Three times mommy! Do it three times today! And so I do it while cars drive past,
mwah, mmmhug, a flash of fingers,
mwah, mmmhug, a flash of fingers, mwah, mmmhug, a flash of fingers. As if I am going off to war and not just walking to the bus stop.
Long ago I made the mistake of drawing on the napkin that I put in Zoey's lunch box, a princess or something, I don't know. The next day she asked for a pirate, and then a spider, a bat, castle, mountains, fish, stars, rainbows. Before I knew it I could not
not draw a picture on her napkin, each night thinking
what should I draw for tomorrow? 10 o'clock tired and realizing
shit, I forgot to draw something, pulling out a pen and sketching a skeleton in October, turkeys in November, Santa and snowflakes, my favorite: elves having a snowball fight. And then last week I found a zippered compartment in Zoey's lunch box that I didn't know was there. I opened it and found a stash of old napkins.
Those are my favorites, Zoey said when I asked why they were there.
I can't throw those away because you're famous, she said.
I'm not famous, I told her, but she insisted I was.
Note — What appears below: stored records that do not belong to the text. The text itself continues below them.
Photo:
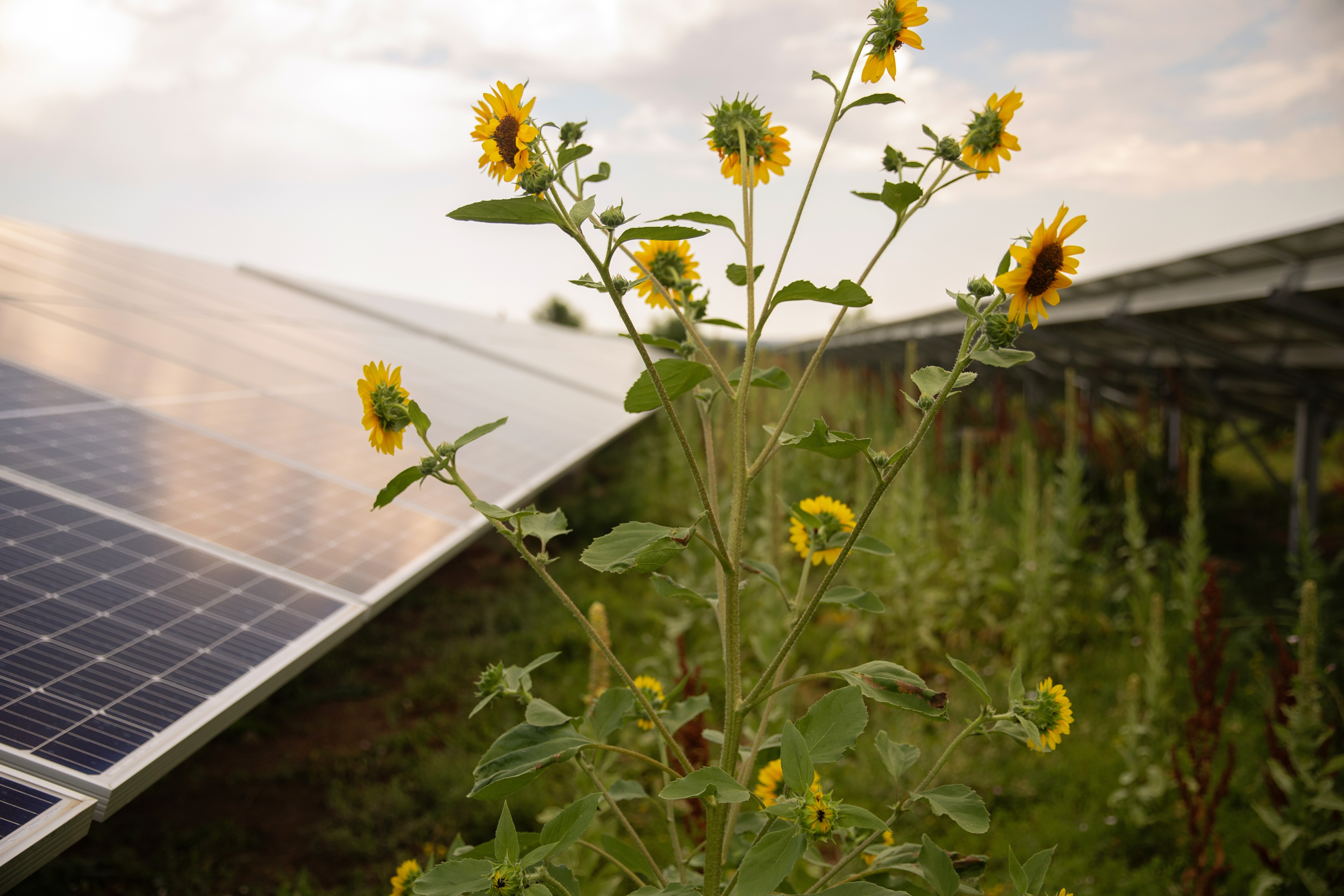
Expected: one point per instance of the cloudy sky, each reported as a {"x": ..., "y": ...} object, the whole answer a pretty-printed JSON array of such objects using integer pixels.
[{"x": 330, "y": 138}]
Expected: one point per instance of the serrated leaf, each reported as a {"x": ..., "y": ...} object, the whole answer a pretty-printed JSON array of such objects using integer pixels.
[
  {"x": 795, "y": 760},
  {"x": 974, "y": 678},
  {"x": 769, "y": 862},
  {"x": 959, "y": 803},
  {"x": 767, "y": 571},
  {"x": 611, "y": 709},
  {"x": 523, "y": 210},
  {"x": 846, "y": 293},
  {"x": 873, "y": 100},
  {"x": 659, "y": 233},
  {"x": 834, "y": 723},
  {"x": 572, "y": 154},
  {"x": 827, "y": 443},
  {"x": 898, "y": 758},
  {"x": 935, "y": 379},
  {"x": 858, "y": 598},
  {"x": 737, "y": 275},
  {"x": 939, "y": 871},
  {"x": 398, "y": 484},
  {"x": 639, "y": 547},
  {"x": 486, "y": 429},
  {"x": 678, "y": 378},
  {"x": 710, "y": 781},
  {"x": 1002, "y": 357},
  {"x": 703, "y": 218},
  {"x": 519, "y": 756}
]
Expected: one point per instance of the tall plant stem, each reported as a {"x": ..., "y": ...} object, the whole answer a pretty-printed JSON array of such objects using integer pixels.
[{"x": 616, "y": 808}]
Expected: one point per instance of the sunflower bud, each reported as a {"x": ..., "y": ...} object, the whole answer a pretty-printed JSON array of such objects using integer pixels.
[
  {"x": 980, "y": 287},
  {"x": 535, "y": 179},
  {"x": 572, "y": 132},
  {"x": 1001, "y": 331}
]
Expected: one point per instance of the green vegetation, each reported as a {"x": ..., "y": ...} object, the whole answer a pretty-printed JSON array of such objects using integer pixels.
[{"x": 369, "y": 756}]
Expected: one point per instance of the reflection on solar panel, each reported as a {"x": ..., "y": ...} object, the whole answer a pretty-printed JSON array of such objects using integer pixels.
[{"x": 185, "y": 486}]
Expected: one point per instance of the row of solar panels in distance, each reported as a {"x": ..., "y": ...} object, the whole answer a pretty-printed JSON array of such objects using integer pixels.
[{"x": 109, "y": 633}]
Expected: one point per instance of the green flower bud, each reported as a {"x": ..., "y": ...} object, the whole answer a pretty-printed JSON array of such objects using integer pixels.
[
  {"x": 980, "y": 287},
  {"x": 535, "y": 179},
  {"x": 1001, "y": 331}
]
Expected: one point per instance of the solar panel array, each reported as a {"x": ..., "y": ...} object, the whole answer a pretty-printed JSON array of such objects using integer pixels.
[{"x": 186, "y": 487}]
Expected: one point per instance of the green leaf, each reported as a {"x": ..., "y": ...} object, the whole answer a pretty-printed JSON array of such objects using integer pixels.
[
  {"x": 419, "y": 418},
  {"x": 962, "y": 804},
  {"x": 544, "y": 715},
  {"x": 974, "y": 678},
  {"x": 897, "y": 687},
  {"x": 1037, "y": 868},
  {"x": 611, "y": 710},
  {"x": 850, "y": 816},
  {"x": 572, "y": 154},
  {"x": 796, "y": 760},
  {"x": 765, "y": 570},
  {"x": 506, "y": 837},
  {"x": 455, "y": 878},
  {"x": 569, "y": 825},
  {"x": 720, "y": 322},
  {"x": 871, "y": 100},
  {"x": 678, "y": 378},
  {"x": 397, "y": 486},
  {"x": 544, "y": 527},
  {"x": 604, "y": 171},
  {"x": 898, "y": 758},
  {"x": 935, "y": 379},
  {"x": 486, "y": 429},
  {"x": 519, "y": 756},
  {"x": 827, "y": 443},
  {"x": 1003, "y": 357},
  {"x": 702, "y": 218},
  {"x": 858, "y": 598},
  {"x": 737, "y": 275},
  {"x": 769, "y": 862},
  {"x": 659, "y": 233},
  {"x": 846, "y": 293},
  {"x": 523, "y": 210},
  {"x": 670, "y": 588},
  {"x": 685, "y": 713},
  {"x": 583, "y": 209},
  {"x": 640, "y": 547},
  {"x": 769, "y": 378},
  {"x": 939, "y": 871},
  {"x": 900, "y": 195},
  {"x": 710, "y": 781}
]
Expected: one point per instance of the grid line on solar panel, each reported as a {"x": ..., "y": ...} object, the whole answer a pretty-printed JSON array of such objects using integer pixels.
[{"x": 134, "y": 633}]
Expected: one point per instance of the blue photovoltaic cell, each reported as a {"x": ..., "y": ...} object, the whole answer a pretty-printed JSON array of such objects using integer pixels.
[
  {"x": 21, "y": 804},
  {"x": 109, "y": 633}
]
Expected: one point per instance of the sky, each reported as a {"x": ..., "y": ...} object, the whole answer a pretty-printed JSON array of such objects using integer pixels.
[{"x": 329, "y": 139}]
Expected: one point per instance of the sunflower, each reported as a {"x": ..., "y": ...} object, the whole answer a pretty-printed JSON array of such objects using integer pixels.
[
  {"x": 771, "y": 782},
  {"x": 835, "y": 518},
  {"x": 652, "y": 690},
  {"x": 405, "y": 876},
  {"x": 893, "y": 21},
  {"x": 765, "y": 146},
  {"x": 670, "y": 261},
  {"x": 502, "y": 126},
  {"x": 1053, "y": 714},
  {"x": 1041, "y": 269},
  {"x": 385, "y": 406},
  {"x": 987, "y": 142}
]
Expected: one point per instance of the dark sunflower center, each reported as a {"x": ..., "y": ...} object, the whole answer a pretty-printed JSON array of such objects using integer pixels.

Said that all her friends loved my napkins, that at the beginning of lunch they crowded around her to see what it would be that day, that I was a famous drawer and a famous mommy, and you know where this is going, right?

I am not the best artist. Not the best writer or the best person, not the smartest, most beautiful, not even the worst or the ugliest, dumbest or sluttiest. Not the
estiest of anything, really. But in that moment I was super-superlative more than most and then some. Because every day while I am in a meeting maybe, or eating a tasteless sandwich dropping crumbs on my keyboard, every day while I am on the 21st floor of a building my daughter is nine miles away at noon thinking I am a famous mommy, and that right there is everything.

So yes, it seems I will be drawing on napkins every weeknight until Zoey, and then Ozzy is out of school. Bunnies and cats, maps, mice, people with very big eyes and cupcakes. I will draw on napkins until they tell me to stop, beg me,
mom, you have got to stop sending napkins to my dorm, to my work, to my husband, to my wife. And I will smile the smile of someone who knows she is good at what she does. Because I am their mommy, and they made me famous.
Now if you'll excuse me, I have a napkin to go draw. (I'm thinking raccoon.)